Wittislingen:Das Geheimnis der Fürstin lichtet sich

Scheibenfibel

Die Bügelfibel gehört nicht nur zu den größten Exemplaren der Grabobjekte, sondern auch zu denen mit den besten Verzierungen.

(Foto: Stefanie Friedrich/Archäologische Staatssammlung München)

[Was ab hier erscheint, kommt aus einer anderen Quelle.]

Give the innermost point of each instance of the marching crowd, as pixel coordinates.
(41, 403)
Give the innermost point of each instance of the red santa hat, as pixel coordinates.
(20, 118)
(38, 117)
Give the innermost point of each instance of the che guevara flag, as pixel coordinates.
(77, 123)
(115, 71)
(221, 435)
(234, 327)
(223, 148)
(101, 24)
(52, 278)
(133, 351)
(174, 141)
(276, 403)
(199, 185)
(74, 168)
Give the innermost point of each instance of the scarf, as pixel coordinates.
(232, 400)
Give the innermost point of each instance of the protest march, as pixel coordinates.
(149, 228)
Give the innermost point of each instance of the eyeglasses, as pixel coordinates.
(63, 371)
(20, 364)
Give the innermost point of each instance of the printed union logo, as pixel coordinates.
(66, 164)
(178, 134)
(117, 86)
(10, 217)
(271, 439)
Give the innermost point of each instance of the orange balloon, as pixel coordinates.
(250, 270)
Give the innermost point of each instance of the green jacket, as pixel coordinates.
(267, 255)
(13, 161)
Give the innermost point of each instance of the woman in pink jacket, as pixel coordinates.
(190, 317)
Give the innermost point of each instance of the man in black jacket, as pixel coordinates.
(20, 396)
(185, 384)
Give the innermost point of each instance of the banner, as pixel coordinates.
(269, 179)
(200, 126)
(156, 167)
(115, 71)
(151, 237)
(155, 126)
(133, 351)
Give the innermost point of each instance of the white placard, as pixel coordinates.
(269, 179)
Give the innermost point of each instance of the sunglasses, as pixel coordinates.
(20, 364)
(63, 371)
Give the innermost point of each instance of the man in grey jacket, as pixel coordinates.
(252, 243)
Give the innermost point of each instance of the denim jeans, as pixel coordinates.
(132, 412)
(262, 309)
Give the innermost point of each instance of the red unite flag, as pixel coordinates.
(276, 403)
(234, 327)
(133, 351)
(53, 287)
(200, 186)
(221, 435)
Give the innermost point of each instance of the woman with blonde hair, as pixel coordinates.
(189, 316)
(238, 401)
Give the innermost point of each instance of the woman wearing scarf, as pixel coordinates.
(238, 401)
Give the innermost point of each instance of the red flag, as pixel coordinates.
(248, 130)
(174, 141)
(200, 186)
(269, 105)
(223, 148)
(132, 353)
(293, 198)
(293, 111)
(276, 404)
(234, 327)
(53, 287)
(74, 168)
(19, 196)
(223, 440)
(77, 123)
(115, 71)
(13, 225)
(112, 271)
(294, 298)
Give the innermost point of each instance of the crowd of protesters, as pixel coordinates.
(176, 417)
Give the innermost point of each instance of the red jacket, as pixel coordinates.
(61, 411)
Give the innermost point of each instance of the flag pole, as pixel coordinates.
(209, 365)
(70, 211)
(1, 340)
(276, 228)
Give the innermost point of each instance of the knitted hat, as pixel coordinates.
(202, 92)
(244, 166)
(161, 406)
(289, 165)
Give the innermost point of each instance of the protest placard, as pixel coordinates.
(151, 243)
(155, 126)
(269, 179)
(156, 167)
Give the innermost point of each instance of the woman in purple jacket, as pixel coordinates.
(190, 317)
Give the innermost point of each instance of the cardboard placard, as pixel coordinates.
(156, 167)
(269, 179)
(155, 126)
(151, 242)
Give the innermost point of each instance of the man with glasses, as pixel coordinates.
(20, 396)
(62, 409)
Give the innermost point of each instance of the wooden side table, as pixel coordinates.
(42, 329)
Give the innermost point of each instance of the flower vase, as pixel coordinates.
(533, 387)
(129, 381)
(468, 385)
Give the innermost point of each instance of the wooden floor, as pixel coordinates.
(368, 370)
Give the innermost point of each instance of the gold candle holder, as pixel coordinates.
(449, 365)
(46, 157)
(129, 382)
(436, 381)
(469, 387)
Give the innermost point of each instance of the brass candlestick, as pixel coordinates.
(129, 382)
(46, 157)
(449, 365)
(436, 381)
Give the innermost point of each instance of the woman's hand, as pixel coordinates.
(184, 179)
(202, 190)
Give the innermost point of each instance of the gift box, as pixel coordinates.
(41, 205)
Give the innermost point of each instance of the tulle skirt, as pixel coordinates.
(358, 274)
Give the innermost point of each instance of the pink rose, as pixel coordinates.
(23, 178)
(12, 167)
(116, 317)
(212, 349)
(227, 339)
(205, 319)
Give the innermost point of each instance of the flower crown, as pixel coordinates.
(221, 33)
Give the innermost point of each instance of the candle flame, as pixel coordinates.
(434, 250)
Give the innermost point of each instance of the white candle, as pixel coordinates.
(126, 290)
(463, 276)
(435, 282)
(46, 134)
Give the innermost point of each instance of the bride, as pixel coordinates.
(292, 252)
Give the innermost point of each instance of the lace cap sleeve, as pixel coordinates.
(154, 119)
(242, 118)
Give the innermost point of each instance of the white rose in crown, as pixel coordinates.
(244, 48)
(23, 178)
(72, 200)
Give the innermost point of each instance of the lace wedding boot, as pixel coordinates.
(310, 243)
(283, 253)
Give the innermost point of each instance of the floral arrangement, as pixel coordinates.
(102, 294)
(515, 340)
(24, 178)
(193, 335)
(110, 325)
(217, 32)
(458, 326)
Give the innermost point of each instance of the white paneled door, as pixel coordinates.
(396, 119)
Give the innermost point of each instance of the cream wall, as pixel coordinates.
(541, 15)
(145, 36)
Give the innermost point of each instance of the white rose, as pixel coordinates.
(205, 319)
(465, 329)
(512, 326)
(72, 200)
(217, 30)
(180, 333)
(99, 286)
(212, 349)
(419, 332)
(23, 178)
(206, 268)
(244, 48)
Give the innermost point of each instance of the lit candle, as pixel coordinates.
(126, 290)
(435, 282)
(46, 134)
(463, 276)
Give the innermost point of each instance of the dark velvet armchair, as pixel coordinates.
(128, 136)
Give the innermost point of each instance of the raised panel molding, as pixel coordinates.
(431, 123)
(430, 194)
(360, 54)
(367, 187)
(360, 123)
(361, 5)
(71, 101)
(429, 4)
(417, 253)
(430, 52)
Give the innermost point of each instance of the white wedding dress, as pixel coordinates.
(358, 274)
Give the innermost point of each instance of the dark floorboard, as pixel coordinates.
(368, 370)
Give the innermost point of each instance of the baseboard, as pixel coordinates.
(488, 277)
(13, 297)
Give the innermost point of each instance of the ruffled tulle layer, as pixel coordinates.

Mit modernen Methoden lassen sich aus alten Funden verblüffende Informationen herauslesen - so auch aus den kostbaren Grabbeigaben aus Wittislingen. Möglicherweise muss die Geschichte des frühen Mittelalters sogar in einigen Details korrigiert werden.

Von Hans Kratzer

Als zwei Arbeiter an einem Novembertag anno 1881 in einem Steinbruch nahe der schwäbischen Ortschaft Wittislingen (Kreis Dillingen) auf Schmuckstücke stießen, ahnten sie wohl nicht, dass sie gerade einen Jahrhundertfund entdeckt hatten. Sie riefen ihren Chef herbei, und bald war von einer Sensation die Rede, die ganz Europa in Erregung versetzte. Privatleute und Museen schickten sich sofort an, dem Steinbruchbesitzer hohe Summen zu bieten, um ihm den Schatz abzuluchsen. Heute mag man es kaum glauben, dass die Stücke trotz dieser Begehrlichkeiten unter staatliche Obhut gelangten. Für die Summe von 3300 Mark ging der Fund an das Bayerische Nationalmuseum, das zum Glück einen Sachverständigen geschickt hatte, der wiederum den Wert der Preziosen sofort nach München meldete.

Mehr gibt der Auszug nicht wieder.